Stock responses about statistical significance for reviewing machine learning papers

So many ML papers contain tables like

Method Score(↑)
Baseline 1 49.9%
Baseline 2 49.8%
Baseline 3 50.0%
Our super fancy SOTA method 50.1%

then say "results on the benchmark show that our method is state-of-the-art for task X."

When I encounter this as a ML paper reviewer, my first response is usually something to the effect of "The entries in your table are random and the differences are low, I think you need error bars and a statistical test result to support claims about significance". Occasionally the authors do follow up with test results which show significance, but more often they do not. I've seen many different reasons. Here I will go through a bunch of examples and give my recommendations for what to say to authors.

Author responses and my suggested follow up responses

"Clearly not significant"

Authors:

We are happy to provided error bars. Please see updated table.

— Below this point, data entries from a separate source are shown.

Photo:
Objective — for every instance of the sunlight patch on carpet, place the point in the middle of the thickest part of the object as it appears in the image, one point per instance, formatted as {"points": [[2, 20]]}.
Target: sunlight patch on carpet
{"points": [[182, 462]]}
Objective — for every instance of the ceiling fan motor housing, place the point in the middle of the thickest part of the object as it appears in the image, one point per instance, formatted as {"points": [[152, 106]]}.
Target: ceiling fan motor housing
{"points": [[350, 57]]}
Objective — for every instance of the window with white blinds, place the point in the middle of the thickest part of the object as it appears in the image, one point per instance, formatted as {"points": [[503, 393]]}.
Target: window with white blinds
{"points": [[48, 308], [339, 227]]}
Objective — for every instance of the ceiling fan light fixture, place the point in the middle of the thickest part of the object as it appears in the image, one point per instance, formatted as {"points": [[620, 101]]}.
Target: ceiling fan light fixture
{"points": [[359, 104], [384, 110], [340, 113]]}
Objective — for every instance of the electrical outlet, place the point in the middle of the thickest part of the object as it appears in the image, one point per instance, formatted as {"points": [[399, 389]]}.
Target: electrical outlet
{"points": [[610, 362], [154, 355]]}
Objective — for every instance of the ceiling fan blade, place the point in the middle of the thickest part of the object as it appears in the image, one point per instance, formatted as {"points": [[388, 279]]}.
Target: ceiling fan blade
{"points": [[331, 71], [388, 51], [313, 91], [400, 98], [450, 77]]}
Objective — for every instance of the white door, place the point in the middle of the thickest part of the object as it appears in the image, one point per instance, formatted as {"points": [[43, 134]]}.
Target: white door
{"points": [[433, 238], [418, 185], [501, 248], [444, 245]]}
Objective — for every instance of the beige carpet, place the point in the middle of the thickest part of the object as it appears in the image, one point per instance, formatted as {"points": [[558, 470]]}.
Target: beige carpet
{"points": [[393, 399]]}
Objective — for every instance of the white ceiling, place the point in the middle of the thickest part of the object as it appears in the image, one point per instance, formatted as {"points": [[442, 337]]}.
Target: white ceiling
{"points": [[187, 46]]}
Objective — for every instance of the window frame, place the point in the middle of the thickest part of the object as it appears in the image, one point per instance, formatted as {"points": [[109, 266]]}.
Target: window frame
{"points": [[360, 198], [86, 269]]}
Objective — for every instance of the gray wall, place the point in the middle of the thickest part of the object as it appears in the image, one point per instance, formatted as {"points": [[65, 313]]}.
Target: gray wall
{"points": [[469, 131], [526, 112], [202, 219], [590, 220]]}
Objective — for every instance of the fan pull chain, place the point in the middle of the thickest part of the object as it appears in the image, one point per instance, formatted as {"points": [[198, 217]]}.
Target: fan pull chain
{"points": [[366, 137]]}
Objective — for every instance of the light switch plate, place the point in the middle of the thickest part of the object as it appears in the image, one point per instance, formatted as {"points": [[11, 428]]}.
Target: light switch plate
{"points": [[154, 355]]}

Error bars are computed over 3 samples.

Method Score(↑)
Baseline 1 49.9±10%
Baseline 2 49.8±10%
Baseline 3 50.0±10%
Our super fancy SOTA method 50.1±10%

(Translation: their results are very clearly not statistically significant)

My suggested response (honest): this is obviously not significant you idiots.

My suggested response (diplomatic): I don't think these results support the claim of "state-of-the-art performance over baselines". The error bars suggest that the result is not statistically significant (although it would be appreciated if the authors could provide the results of a statistical test to confirm this).

EXPENSIVE experiments

Authors:

My dear reviewer, you don't understand: my experiments are ExPeNsIvE, I cannot simply ReRuN tHeM.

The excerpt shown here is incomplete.